本間 クラシックをずっとやられてたから、きっと今までの自分に自然に戻っちゃうんですよね。それが個性だし。色んな耳を持っていらっしゃるから、よりこうしたい、私もこういうのやってみたいとか思うわけで。

ヒグチ 思いますね。それこそAdoちゃんとか聞いてても声色いっぱいあるなとか。

本間 syudouくんに聞いたら「うっせぇわ」は音源を送って、返ってきたのがあれだったって。全部Twitterでやり取りして一回も会ったことなかったって。

ヒグチ へえ、すごい!

本間 それこそ新世代だなって。もう直接コミュニケーションをとりながら音楽は作るものじゃないんだって、受け入れないとって思ったんですよね。

本間昭光

ヒグチ 20代前半ぐらいの子と対バンすることがあって、どこで覚えたんだろうっていうくらい、アリーナクラスの雰囲気でMCしたりするんですよ。私の場合は小さいライブハウスからずっとやってるから、絶対そんなMCができない。でもその地続きじゃないMCに感動したり、相手の大きさみたいな、「もっと夢を見せてくれるんじゃないかみたいなのが感じられるような気がして。
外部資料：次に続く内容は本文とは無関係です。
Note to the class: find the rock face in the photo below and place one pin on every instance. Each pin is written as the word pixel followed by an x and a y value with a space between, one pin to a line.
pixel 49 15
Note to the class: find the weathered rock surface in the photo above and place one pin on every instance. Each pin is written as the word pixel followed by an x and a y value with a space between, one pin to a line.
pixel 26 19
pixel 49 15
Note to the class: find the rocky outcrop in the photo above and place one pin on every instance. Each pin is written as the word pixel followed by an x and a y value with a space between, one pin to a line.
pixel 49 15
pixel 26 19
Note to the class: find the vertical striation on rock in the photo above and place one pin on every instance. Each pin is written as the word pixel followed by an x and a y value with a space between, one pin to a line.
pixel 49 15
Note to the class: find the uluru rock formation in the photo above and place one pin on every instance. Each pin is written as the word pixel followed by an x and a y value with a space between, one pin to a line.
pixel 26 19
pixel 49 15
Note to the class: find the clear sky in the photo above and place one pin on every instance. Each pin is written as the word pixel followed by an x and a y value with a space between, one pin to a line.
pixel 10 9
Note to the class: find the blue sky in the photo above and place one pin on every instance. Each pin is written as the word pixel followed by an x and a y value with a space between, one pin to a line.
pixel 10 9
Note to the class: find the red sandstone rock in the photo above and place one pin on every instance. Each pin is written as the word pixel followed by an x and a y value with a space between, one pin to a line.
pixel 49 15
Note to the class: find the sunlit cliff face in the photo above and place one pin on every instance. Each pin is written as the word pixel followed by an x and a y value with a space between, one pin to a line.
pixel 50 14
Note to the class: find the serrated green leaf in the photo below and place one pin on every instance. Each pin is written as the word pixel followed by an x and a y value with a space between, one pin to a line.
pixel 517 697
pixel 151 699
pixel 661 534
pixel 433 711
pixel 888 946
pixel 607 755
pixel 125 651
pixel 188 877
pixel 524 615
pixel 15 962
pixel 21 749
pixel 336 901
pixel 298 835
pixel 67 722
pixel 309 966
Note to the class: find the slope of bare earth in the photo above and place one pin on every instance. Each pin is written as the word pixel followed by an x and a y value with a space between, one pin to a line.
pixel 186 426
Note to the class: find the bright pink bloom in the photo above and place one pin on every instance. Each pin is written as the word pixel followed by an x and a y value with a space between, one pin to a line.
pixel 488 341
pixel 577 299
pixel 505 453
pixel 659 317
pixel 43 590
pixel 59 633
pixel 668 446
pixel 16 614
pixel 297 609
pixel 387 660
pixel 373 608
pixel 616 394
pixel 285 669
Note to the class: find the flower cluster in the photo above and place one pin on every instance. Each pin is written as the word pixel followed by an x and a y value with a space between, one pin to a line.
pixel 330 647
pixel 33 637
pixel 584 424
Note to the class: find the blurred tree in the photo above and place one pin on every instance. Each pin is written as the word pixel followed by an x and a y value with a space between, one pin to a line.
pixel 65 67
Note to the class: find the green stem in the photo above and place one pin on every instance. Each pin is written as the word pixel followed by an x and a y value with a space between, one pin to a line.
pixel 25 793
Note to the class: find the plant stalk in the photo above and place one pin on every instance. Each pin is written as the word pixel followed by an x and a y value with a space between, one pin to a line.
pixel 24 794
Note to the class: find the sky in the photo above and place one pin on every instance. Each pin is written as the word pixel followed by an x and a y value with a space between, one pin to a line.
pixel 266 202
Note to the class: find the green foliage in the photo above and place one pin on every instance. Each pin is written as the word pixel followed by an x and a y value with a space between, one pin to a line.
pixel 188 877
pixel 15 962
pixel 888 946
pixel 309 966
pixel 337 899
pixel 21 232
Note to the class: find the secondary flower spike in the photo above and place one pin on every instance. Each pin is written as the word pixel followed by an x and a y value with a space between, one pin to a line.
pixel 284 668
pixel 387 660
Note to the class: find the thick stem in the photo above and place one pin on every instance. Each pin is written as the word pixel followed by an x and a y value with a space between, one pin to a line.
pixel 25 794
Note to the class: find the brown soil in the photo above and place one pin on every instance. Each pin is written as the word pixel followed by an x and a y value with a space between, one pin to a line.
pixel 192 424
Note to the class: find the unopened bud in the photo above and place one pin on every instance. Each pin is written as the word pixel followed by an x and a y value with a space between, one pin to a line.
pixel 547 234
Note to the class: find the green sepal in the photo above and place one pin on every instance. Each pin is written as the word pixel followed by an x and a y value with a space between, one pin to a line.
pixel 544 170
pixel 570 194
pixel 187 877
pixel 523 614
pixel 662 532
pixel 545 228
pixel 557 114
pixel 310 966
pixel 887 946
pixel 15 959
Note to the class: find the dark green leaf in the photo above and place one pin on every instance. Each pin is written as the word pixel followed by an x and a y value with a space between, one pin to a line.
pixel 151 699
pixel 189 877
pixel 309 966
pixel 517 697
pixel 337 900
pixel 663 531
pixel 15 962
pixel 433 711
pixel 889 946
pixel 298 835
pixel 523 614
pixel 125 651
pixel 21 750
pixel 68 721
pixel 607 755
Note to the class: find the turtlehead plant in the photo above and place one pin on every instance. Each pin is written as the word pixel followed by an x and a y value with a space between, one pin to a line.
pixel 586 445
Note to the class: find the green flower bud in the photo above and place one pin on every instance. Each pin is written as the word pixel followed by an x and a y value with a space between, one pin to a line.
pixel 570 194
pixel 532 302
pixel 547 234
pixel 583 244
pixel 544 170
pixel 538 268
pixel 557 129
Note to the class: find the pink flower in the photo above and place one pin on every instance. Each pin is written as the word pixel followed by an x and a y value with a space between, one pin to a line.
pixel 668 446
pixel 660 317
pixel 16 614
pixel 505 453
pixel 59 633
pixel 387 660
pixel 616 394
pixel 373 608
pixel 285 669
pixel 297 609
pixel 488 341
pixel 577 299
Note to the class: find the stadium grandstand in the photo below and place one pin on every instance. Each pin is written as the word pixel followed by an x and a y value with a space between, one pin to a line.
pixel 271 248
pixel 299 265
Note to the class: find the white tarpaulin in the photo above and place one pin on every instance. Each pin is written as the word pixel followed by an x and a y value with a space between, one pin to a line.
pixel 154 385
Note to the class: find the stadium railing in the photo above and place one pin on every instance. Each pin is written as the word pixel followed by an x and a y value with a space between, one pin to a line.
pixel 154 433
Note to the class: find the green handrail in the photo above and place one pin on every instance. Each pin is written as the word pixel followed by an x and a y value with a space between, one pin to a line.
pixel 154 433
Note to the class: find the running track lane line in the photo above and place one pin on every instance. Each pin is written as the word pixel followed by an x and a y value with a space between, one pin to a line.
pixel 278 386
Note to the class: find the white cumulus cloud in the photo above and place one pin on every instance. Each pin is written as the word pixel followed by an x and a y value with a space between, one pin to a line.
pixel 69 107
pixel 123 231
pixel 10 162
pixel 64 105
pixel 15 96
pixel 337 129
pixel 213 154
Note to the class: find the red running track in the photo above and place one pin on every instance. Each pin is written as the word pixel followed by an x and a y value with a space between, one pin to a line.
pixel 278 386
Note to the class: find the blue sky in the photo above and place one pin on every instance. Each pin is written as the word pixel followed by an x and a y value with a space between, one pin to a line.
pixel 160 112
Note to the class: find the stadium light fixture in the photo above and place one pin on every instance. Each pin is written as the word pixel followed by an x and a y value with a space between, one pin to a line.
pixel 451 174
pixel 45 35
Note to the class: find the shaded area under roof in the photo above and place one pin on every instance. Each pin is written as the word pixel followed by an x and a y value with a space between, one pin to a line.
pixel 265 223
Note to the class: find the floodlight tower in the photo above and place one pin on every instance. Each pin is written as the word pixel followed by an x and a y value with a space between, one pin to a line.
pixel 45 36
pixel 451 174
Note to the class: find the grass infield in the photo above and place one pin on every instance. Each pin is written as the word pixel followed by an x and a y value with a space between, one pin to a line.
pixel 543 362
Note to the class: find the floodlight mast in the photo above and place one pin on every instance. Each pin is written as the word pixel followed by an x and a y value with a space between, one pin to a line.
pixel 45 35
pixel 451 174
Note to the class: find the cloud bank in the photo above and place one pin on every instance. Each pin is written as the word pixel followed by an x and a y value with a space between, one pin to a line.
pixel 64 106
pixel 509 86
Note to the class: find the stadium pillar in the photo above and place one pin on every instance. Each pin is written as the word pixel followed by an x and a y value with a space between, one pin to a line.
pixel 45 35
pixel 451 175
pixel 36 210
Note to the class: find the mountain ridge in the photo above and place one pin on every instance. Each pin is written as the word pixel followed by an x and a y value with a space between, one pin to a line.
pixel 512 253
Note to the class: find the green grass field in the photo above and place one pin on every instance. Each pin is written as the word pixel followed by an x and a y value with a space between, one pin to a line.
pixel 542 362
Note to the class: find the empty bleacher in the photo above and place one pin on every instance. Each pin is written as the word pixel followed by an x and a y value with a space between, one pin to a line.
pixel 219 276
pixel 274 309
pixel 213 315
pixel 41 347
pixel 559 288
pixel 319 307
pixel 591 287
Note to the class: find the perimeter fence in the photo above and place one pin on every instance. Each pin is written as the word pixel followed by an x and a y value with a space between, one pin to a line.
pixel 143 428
本間 いえいえ、そんなことないですよ! 一緒に上がっていくほうが最終的に強いと思いますよ。女性の弾き語りは代弁者みたいなところもありますし。

ヒグチ 女性のシンガーソングライターが今難しいと思っていて。YUIさんや絢香さんがいた時代から、なんでこんなに変わってしまったのかなって。

本間 なんでしょうね。アンジェラ・アキさんが引退してアメリカに行っちゃって。あのあたりから、ひと呼吸置いた感じがありますよね。それぞれのやり方をいったん休憩してから見つけ出している時期なんじゃないかなっていう。

ヒグチ 実際自分が結婚したり子供ができたりしたときに、自分の中が変わってしまうのがめちゃくちゃ怖くて。今まで歌ってきた「孤独って強いものなんだ」っていうのが、一気に変わってしまうのが怖くて、そっちにいけない自分がいます。

本間 すごいわかります。リアリティがなくなっちゃうんですよね。うまい形で、結婚や考え方の変化をちゃんと表現できてる人はいいかもしれないけど。ステージに出て「キャー」って言われてる人が「結婚します」という勇気って、すごいなと思いますよ。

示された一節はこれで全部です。